My 2012 Election Predictions 5 Days Out: Sandy Ruined Romney’s End Game

My 2012 Election Predictions 5 Days Out: Sandy Ruined Romney’s End Game November 1, 2012

Content Director’s Note: This post is a part of our Election Month at Patheos feature. Patheos was designed to present the world’s most compelling conversations on life’s most important questions. Please join the Facebook following for our new News and Politics Channel — and check back throughout the month for more commentary on Election 2012. Please use hashtag #PatheosElection on Twitter.

As of this morning, it seems as though the election has broken Barak Obama’s way.

I’ve heard it suggested that the loser in this election will blame Sandy. If Romney loses, I think he will have a point. If Obama loses he’ll have plenty of other things on which to blame the loss. If Romney loses, he can at least say in all truthfulness that Hurricane Sandy foiled his final hope.

During the final week of this election Romney had to sell the country on his message: we need stronger leadership in the White House. The only problem is that Barack Obama is showing strong leadership during a serious natural disaster for much of the Northeast. Events on the ground fly in the face of the narrative on which Romney staked his campaign and Barack is making his best counter argument without so much as holding a campaign rally. Romney needed to be able to spend the final week making his case that Barack Obama is a weak leader. Instead, Obama has stopped campaigning and is demonstrating strong leadership (even in the opinion of Chris Christie, who is not doing his “pal” Romney any favors this week). Right now it looks like a death blow for Romney’s chances.

The best evidence that Obama has a good lead is that Fox News has the race a tie. The best evidence that it’s still going to be extremely close is that Huffington Post only has Obama at 277 sure electoral votes. The Obama lead is three – nearly outside the margin of error – in Wisconsin, Iowa, Ohio, and Pennsylvania. Obama has a 2 point lead in New Hampshire and it’s a dead heat in Virginia and Florida. Romney would have to win Florida and Virginia, plus find a way to steal Ohio and Iowa if he were to have a chance.

Nate Silver at the 538 Blog – still the best prognosticator in this cycle – has been consistently upping Obama’s probability of a win. As of this morning, Silver gives Obama a 79% chance of winning, and Romney a 21% chance.

Drew Linzer at Votamatic says that there would need to be a systematic problem with all of the polling data for Romney to pull this one out. Linzer says that systematic polling issues would mean that “most – or even all – of the polls have been consistently biased in Obama’s favor. If this is happening, we’ll have no way to know until Election Day. (Of course, it’s just as likely that the polls are systematically underestimating Obama’s vote share, but then Democrats have even less to be worried about.)” As of this morning Linzer is forecasting an Obama landslide, with 332 electoral votes.

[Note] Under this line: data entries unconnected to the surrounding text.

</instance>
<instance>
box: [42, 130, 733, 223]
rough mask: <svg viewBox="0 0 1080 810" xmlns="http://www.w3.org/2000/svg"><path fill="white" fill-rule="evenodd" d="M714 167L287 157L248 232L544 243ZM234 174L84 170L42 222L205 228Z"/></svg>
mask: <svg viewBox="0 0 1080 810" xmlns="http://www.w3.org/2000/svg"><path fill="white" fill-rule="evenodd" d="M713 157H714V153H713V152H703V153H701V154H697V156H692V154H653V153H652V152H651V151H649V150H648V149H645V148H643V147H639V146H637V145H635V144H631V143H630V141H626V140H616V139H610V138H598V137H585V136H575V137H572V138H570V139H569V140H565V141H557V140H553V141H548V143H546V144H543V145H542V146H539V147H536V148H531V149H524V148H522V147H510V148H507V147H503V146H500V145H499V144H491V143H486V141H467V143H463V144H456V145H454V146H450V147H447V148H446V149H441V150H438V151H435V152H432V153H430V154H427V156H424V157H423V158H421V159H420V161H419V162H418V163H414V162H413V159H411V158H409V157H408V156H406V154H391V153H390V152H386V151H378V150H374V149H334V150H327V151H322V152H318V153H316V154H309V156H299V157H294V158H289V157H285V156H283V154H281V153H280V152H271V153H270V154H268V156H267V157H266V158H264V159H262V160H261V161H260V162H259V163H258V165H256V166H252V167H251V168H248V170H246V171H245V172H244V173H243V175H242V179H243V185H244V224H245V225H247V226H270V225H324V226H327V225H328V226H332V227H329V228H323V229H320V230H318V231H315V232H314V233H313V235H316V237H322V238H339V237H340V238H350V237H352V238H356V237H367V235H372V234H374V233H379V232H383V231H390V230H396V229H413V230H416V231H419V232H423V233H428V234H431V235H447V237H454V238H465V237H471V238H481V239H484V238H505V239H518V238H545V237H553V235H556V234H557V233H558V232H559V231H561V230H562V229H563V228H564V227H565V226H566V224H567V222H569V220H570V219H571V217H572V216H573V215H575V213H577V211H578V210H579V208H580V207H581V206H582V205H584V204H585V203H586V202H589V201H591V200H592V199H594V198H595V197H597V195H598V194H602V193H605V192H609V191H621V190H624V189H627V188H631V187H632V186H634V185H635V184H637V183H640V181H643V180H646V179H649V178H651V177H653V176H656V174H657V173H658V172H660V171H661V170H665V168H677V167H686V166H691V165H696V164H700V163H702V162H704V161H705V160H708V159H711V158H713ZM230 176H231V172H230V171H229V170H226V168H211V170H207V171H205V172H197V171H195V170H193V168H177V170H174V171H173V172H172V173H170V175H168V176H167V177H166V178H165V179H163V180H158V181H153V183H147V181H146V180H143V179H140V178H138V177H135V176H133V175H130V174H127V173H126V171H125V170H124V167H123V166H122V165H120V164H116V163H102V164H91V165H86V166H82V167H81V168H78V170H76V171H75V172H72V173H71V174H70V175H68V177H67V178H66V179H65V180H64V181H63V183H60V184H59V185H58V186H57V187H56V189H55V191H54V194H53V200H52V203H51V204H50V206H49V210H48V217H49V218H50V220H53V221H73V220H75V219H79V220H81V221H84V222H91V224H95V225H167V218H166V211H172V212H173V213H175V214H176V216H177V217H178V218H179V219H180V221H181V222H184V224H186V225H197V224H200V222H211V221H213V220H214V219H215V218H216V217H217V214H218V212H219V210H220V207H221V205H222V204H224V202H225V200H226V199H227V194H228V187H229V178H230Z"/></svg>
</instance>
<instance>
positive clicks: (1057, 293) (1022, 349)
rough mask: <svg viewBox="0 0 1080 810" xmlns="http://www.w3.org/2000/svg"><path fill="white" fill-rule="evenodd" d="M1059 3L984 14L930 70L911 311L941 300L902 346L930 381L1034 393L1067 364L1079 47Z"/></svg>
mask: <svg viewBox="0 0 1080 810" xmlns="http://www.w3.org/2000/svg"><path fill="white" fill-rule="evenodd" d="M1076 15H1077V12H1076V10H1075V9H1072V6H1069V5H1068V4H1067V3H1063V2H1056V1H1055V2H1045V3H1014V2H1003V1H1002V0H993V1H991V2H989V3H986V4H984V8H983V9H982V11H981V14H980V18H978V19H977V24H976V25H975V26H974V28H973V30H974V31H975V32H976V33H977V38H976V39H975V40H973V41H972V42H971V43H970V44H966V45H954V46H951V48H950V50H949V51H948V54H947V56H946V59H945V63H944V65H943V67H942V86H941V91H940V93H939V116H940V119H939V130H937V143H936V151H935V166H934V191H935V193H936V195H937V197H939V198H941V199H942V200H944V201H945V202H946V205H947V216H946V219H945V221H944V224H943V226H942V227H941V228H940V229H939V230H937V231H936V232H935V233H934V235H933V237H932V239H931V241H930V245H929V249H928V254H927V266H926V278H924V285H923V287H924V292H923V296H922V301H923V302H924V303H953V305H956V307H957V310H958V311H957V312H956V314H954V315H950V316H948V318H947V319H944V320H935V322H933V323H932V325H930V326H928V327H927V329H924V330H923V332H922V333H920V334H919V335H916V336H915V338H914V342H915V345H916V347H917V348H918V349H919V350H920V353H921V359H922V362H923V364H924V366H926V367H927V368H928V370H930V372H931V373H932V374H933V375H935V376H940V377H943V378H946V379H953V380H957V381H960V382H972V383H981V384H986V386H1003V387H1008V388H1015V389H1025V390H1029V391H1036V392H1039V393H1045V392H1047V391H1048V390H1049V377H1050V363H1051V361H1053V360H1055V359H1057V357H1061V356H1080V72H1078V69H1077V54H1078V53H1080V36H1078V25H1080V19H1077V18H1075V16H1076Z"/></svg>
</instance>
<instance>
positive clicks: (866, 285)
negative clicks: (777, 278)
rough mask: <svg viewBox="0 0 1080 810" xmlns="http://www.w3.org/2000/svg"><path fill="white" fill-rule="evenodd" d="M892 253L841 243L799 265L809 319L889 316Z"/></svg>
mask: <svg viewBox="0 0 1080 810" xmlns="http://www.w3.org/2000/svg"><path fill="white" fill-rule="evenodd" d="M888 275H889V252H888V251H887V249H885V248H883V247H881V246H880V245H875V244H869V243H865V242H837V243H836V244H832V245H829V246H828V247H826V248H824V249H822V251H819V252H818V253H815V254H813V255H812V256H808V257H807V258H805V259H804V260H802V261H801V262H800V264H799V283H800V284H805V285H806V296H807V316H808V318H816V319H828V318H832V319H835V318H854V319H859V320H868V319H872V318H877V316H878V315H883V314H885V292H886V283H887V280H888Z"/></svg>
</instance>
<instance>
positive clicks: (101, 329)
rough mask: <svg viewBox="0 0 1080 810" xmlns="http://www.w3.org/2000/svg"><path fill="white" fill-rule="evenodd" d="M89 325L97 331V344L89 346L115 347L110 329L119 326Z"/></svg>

Polltracker has Obama 3 percentage points ahead in Ohio, and has Obama with a slight lead overall. The Princeton Election Consortium breaks it down this way:

“Here at the Princeton Election Consortium, the Meta-Analysis of state polls points toward an Obama electoral victory. The median outcome is Obama 308, Romney 230 EV, with a Meta-Margin of Obama +2.4%+/-0.5%. To put it into plain English: If state polls are accurate on the whole, then Obama will win.”